Plum trees bloomed. They are beacons to returning Baltimore orioles. Orioles like nectar-bearing flowers. I think of May Day as Oriole Day. It didn’t hold true this year. I saw no orioles on May 1.
A chickadee pecked at my window. I put out sunflower seeds and the tiny bird’s tapping ended. I’m not sure it was knocking because the feeder was empty, but I’m not sure it wasn’t either. I once trained a chickadee to eat from my hand. As man trains a bird, so the bird trains a man.
Q&A
“I saw a blue jay carry a few acorns away last fall. How many could it carry?” The Cornell Lab of Ornithology says this, “Blue jays carry food in their throat and upper esophagus — an area often called a ‘gular pouch.’ They may store two or three acorns in the pouch, another one in their mouth, and one more in the tip of the bill. In this way they can carry off five acorns at a time to store for later feeding. Six birds with radio transmitters each cached 3,000-5,000 acorns one autumn.”
“How many babies does a chipmunk have?” After mating, the female chases the male chipmunk away and raises the young all on her own. After a month-long pregnancy, the female bears a litter of two to five offspring in a nest burrow. She nurses the young for about two months before she takes them on foraging trips. The offspring are ready to leave the nest after they are taught to find food.

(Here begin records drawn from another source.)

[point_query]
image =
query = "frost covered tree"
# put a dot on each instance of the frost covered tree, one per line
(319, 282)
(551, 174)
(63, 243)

“Tell me a myth about hummingbirds.” There are many. This one comes from Mexico. After the hummingbirds have completed nesting and the flowers have finished blooming, hummingbirds fly to the branches of trees where they grasp a branch and hang down by their beaks. The hummingbirds desiccate while dangling there. They remain lifeless throughout the winter. When the spring rains arrive, the hummingbirds come back to life. A Mayan legend says the hummingbird is actually the sun in disguise, which is trying to court a beautiful woman, who is the moon. Another Mayan legend says that the first two hummingbirds were created from tiny scraps of feathers left over from the construction of other birds. The god who made the hummingbirds had an elaborate wedding ceremony for them. Butterflies outlined the room, flower petals fell to the ground to make a carpet, spiders spun webs for a bridal path and the sun sent rays that caused the groom to glow in dazzling reds and greens. Whenever the male turned away from the sun, he became drab again like the original gray feathers from which he was made.
Speechifying
My thanks to the good folks at Smith’s Greenhouse in Fairmont and to all who showed up to hear me bloviate. To the lovely woman who asked which bird says, “To it,” and caused me to think of the round pin with “To it” written on it that reminds people to get a round to it, I suspect your caller is an American goldfinch or house finch. Ears hear different things, but I could put those words into the bills of those birds.
Thanks for
stopping by
“There is never enough time, unless you’re serving it.” — Malcolm Forbes
“A sense of curiosity is nature’s original school of education.” — Smiley Blanton
Do good.
Al Batt of Hartland is a member of the Albert Lea Audubon Society. Email him at SnoEowl@aol.com.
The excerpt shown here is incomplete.